“Hudson Financial, Bill Hudson?”
“One and the same.”
“Kinda coincidental that we're investigating somebody at his company and out of the blue, he asks you to run for DA,” Carmen said and bought the food to the table.
“I thought so, too.”
“But maybe he just wants to capitalize on your approval ratings.”
“I thought that, too.”
“When did all this happen?”
“Just a little while ago at Cheetah III.”
“The strip club downtown?” Carmen frowned. “What were you doing there?”
“I went to Hudson Financial to have lunch with Mondrya Foster, but she was murdered last night in a robbery at a Starbucks. I ended up running into Hudson and he invited me there to have a drink with him. Like you said he just came out of the blue with it.”
“Who is Mondrya Foster?”
“She was my source at Hudson. She left a message for me yesterday and said that she had some things that she was sure would interest me. But whatever she had, died with her.”
“And you were having lunch with her?” Carmen asked with just a bit of an attitude.
“I wanted to know what she had.”
“Is that what you snuck out of bed for? To have lunch with what's-her-name?”
“Carmen, are you jealous?”
“No!” Carmen said quickly and definitely. “Well, maybe just a little,” Carmen said, surprised at herself. Her feelings for Marcus were developing faster than she thought. Maybe she needed to give herself some space. After all she had been with Marcus the better part of everyday since she'd been in Atlanta. Not to mention all of the last four days.
“Don't be jealous, Carmen,” Marcus said. He got up from the table and put his arms around her waist, while he kissed her on the back of her neck.
“On second thought, who needs food.” Carmen turned into his arms and kissed his lips. “Let's get started now.” Then the doorbell rang.
TIME TO KILL
Garrett drove slowly down Herndon Pkwy on the way back from East Point, a suburb of Atlanta. He turned off the radio. Garrett liked driving in silence; it gave him a chance to think without being bombarded with the musical thoughts, needs, desires, and thug passions of every singer and rapper that came over the airwaves.
Mostly he thought about the past weekend with his children. His first weekend without Paven and his first weekend in years without work. It felt a little funny at first; not rushing out the house first thing in the morning, but he could get used to it. Garrett picked up the children on Friday night and they spent the rest of the evening talking. They went to the movies and out to dinner on Saturday and to the park on Sunday. The children told their father that they missed him and wanted to come home. He told them that they had to talk to their mother about that.

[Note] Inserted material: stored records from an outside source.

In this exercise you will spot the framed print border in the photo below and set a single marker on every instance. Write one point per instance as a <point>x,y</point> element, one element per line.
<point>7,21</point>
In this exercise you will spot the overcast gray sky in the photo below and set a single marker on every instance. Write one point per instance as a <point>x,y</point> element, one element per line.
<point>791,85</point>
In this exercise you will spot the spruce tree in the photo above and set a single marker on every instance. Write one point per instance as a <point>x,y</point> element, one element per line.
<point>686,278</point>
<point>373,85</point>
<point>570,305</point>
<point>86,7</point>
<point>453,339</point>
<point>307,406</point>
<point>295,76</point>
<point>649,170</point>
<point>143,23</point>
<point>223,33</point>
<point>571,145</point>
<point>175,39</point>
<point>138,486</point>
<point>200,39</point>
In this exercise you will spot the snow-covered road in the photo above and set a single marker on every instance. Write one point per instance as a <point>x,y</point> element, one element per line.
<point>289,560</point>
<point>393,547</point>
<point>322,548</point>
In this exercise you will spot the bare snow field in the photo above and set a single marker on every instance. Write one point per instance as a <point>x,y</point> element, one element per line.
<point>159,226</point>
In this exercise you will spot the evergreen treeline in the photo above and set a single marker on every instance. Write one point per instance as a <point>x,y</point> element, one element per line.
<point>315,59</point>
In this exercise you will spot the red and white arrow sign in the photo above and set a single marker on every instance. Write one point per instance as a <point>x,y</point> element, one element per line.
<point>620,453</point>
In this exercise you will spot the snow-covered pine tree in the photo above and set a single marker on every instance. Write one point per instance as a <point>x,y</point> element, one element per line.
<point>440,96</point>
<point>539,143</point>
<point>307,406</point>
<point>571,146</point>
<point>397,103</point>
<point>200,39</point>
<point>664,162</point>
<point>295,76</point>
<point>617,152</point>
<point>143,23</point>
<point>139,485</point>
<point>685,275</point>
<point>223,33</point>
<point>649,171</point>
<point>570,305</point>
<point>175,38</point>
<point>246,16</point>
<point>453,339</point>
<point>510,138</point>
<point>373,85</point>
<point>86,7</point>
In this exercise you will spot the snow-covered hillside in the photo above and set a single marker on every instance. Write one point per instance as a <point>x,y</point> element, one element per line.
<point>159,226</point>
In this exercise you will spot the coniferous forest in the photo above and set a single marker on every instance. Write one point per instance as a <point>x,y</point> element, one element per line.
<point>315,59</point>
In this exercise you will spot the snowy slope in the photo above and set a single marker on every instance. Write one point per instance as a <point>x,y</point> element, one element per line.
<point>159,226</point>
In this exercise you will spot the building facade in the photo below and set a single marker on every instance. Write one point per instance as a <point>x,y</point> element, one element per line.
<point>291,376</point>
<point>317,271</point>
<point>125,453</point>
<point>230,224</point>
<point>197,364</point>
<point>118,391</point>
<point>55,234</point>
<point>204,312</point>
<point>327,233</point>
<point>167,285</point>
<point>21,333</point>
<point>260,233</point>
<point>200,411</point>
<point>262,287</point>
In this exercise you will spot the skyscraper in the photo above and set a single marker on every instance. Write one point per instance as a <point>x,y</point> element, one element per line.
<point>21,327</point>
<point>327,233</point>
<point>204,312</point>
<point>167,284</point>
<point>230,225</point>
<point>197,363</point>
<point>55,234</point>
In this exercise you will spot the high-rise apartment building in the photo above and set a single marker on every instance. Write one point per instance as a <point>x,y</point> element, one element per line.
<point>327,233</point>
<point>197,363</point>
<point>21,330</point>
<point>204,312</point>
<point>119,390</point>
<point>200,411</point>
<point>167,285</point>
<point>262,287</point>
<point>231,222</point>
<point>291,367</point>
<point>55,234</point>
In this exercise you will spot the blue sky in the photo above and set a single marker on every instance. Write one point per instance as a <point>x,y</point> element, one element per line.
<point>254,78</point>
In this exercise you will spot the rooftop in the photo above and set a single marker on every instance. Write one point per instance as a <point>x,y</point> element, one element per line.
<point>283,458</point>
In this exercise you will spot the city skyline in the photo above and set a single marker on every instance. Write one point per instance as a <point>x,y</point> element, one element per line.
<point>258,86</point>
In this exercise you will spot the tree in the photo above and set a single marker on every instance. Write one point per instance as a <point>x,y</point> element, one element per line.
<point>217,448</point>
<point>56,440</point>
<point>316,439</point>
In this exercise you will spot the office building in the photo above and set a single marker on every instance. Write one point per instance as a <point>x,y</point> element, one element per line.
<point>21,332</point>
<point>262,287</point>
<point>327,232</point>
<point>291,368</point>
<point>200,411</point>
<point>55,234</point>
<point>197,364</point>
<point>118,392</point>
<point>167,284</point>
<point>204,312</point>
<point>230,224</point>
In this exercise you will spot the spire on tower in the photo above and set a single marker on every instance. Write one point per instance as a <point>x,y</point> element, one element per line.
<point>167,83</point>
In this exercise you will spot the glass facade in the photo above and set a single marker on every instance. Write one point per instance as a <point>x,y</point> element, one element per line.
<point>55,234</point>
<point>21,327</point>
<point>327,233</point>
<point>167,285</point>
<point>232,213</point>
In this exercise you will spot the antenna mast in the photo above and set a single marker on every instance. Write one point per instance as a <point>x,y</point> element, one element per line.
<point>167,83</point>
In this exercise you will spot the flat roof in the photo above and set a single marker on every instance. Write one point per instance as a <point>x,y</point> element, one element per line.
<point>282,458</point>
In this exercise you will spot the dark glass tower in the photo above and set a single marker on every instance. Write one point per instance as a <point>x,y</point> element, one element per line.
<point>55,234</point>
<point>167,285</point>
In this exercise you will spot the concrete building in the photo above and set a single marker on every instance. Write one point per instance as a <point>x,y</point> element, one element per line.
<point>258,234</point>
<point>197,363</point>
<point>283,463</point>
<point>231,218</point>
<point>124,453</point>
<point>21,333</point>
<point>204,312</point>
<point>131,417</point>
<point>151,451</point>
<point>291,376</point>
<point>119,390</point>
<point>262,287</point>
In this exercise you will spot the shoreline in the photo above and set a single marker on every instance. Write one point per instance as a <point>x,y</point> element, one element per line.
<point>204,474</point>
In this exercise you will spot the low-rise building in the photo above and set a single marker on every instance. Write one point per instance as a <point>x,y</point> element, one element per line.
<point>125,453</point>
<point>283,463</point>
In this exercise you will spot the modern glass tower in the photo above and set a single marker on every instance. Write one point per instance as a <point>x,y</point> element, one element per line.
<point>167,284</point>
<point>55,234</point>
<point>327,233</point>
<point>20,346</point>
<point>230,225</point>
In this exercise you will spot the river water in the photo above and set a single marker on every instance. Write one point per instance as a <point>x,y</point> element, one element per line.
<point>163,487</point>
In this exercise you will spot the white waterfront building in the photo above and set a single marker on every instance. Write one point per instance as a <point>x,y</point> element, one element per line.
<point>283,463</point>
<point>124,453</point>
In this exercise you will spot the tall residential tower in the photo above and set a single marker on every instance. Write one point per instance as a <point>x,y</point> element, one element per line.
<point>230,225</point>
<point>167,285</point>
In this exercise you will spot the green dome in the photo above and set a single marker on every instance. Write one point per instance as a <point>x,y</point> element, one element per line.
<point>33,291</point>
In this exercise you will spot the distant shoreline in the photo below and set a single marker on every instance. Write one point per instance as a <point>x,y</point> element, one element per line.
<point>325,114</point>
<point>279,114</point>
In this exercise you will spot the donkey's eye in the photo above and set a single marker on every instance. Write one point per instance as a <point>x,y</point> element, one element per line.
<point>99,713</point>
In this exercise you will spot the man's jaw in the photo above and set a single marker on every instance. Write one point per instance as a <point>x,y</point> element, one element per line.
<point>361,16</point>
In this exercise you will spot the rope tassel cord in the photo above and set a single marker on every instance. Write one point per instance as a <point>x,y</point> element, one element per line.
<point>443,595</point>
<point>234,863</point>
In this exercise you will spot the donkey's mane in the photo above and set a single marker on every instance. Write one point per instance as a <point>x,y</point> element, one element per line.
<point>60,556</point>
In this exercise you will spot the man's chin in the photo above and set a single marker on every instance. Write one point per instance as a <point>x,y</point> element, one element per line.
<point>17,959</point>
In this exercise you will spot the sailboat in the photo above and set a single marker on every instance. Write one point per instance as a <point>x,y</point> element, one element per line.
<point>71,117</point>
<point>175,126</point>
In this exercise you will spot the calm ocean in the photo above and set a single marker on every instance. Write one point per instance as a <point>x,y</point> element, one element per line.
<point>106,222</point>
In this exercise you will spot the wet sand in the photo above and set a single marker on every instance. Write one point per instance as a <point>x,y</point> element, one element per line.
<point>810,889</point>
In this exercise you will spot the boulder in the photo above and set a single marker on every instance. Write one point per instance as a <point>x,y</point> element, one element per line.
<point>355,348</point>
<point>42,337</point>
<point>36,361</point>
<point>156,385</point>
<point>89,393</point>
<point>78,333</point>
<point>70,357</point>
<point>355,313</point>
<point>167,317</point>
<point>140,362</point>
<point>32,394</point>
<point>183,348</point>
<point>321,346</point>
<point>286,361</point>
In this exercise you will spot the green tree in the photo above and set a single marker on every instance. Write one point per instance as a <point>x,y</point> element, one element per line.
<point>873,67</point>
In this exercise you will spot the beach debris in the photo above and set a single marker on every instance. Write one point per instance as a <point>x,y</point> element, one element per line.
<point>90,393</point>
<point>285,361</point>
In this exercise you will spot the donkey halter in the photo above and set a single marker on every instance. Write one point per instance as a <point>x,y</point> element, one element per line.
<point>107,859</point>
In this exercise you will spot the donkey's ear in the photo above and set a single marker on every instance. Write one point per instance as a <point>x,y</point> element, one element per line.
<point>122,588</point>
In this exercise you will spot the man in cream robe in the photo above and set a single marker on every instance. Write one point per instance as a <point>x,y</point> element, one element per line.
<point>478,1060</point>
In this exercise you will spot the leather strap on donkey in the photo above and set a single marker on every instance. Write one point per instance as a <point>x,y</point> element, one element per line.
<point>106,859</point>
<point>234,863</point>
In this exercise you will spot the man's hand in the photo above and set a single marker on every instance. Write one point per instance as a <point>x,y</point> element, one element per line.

“She is welcome to come home anytime she wants to.”
“Every time I ask her when we're going home, she just says she needs time to think,” his oldest daughter Aleana said. She was sixteen and reminded Garrett so much of her mother when she was that age.
“I asked her what's there to think about,” his son Gary said.
“Your mother and I are having some problems right now and she needs a little time to sort things out for herself.”
“I know, she told us all about it. You're never home and she feels trapped,” Aleana said. “But why do we have to suffer. I can't live another day with grandma.”
“Why not?” Garrett asked.
“She's so picky about everything,” Aleana answered with attitude.
“And we always gotta be quiet. We can't have any fun,” Monique, his youngest said. At eight years old, she was the apple of her father’s eye. She sat down in her father’s lap. “Daddy, I wanna come home.”